Linearize $(a = cst) \implies (b = 0)$ Suppose I have two integer and non-negative decision variables $a$ and $b$ in a linear program and a constant $c$, how can I express with linear inequalities that $(a = c) \implies (b = 0)$?
You can separate the two cases when $c$ is an integer and when it is not.
What I've tried so far is: $a - c \ge b$ but that's a too strict constraint as many values like $a = 0$, $b = c = 1$ don't work anymore.
 A: Introduce three new binary decision variables, $x$, $y$, and $z$:


*

*If $a \le c$, then $x$ will equal 1

*If $a \ge c$, then $y$ will equal 1

*If $a = c$, then $z$ will equal 1


Introduce a new constant:
$$\delta = \begin{cases} \min\{c - \lfloor c\rfloor, \lceil c\rceil - c\}, & \text{if $c$ is not an integer} \\ 1, & \text{if $c$ is an integer} \end{cases}$$ 
(i.e., if $c$ is not an integer, $\delta$ is the smaller of the two distances from $c$ to its nearest integers). 
Let $M$ be a large positive constant.
Enforce the definitions of the new decision variables with the following constraints:
$$\begin{align}
c - a + \delta & \le Mx \\
a - c + \delta & \le My \\
x + y - 1 & \le z
\end{align}$$
The logic is: 


*

*If $a \le c$, the LHS of the first constraint is positive, so $x$ must equal 1. If $a > c$, the constraint has no effect because the LHS is non-positive:


*

*If $c$ is not an integer, then $a > \lceil c\rceil$ since $a$ is an integer, so $c - a + \delta < c - \lceil c\rceil + \delta \le 0$ by definition of $\delta$.
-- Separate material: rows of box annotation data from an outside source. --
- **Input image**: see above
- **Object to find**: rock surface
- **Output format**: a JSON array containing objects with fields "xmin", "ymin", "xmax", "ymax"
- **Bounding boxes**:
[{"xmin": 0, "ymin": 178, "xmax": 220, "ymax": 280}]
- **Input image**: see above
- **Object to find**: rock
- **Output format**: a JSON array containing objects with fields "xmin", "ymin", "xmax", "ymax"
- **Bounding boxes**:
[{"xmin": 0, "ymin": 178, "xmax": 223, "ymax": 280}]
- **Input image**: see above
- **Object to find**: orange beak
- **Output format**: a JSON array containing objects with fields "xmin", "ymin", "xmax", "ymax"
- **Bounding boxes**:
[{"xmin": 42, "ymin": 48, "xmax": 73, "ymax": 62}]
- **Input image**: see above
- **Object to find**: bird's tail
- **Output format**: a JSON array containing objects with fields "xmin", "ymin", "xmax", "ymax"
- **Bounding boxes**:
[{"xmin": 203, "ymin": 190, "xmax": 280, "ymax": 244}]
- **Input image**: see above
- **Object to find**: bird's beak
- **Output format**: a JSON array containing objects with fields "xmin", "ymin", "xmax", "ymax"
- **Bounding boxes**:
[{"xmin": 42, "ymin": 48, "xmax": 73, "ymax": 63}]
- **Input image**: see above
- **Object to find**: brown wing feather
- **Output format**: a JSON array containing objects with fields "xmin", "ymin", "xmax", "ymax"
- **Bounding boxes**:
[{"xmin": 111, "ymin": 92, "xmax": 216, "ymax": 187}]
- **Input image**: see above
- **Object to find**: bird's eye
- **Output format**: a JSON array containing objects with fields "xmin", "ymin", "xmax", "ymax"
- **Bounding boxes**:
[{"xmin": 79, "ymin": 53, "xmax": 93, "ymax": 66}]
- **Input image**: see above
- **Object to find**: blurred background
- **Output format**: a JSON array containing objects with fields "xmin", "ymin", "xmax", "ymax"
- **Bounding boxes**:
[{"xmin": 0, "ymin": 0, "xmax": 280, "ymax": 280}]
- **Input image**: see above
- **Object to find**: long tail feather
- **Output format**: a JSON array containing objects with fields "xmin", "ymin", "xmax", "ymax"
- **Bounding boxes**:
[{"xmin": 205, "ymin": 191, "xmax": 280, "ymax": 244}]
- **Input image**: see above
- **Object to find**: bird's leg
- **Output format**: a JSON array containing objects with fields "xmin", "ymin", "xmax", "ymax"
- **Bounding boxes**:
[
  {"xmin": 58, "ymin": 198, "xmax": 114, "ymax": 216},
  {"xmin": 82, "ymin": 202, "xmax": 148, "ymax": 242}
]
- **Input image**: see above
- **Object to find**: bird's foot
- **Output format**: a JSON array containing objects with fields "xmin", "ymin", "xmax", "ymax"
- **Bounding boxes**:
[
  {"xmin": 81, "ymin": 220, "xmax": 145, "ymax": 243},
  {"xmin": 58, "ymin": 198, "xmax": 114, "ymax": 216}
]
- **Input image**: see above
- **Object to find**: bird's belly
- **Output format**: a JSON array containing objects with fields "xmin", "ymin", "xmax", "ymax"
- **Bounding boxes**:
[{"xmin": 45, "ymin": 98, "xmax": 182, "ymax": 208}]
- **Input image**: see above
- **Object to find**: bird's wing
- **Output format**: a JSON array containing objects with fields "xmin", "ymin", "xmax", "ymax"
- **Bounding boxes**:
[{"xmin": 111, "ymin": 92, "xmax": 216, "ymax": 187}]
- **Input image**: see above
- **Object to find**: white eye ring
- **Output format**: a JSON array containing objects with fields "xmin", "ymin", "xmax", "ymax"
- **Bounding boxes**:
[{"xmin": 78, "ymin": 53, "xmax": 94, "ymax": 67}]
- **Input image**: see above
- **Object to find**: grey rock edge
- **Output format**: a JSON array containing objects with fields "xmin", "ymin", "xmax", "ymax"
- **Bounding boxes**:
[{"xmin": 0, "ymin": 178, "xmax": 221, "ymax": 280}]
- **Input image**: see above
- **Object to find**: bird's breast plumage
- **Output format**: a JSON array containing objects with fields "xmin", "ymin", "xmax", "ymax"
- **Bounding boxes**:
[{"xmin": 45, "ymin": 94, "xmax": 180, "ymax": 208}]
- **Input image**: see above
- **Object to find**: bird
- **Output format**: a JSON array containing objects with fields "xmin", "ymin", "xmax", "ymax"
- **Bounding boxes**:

*If $c$ is an integer, then $c - a + \delta \le -1 + \delta \le 0$ by definition of $\delta$.


*If $a \ge c$, the LHS of the second constraint is positive, so $y$ must equal 1. If $a < c$, the constraint has no effect because the LHS is non-positive:


*

*If $c$ is not an integer, then $a < \lfloor c\rfloor$ since $a$ is an integer, so $a - c + \delta < \lfloor c\rfloor - c + \delta \le 0$ by definition of $\delta$.

*If $c$ is an integer, then $a - c + \delta \le -1 + \delta \le 0$ by definition of $\delta$.


*If $x = y = 1$, then $z$ must equal 1, whereas if either or both of $x$ and $y$ equals 0, then the third constraint has no effect.


Then, the constraint
$$b \le M(1-z),$$
ensures that if $z=1$ (i.e., if $a=c$), then $b=0$. 
A few notes: 


*

*There's nothing that forces $z$ to equal 0 if $a \ne c$, but since you said $(a = c) \implies (b = 0)$, I understood this to mean that you don't care what happens if $a \ne c$. 

*"Big-$M$"s are not great. Try to set $M$ as small as possible while still preserving the logic of the constraints.

*You are likely to run into some numerical issues since it's hard to test for true equality. Instead, you might want to add some tolerance, like:
$$\begin{align}
c - a + \delta & \le Mx + \epsilon \\
a - c + \delta & \le My + \epsilon
\end{align}$$
for small $\epsilon$.

*You said "integer and non-negative decision variables". I interpreted this to mean they are general integer (0, 1, 2, 3, ...). If they are actually binary, things get simpler.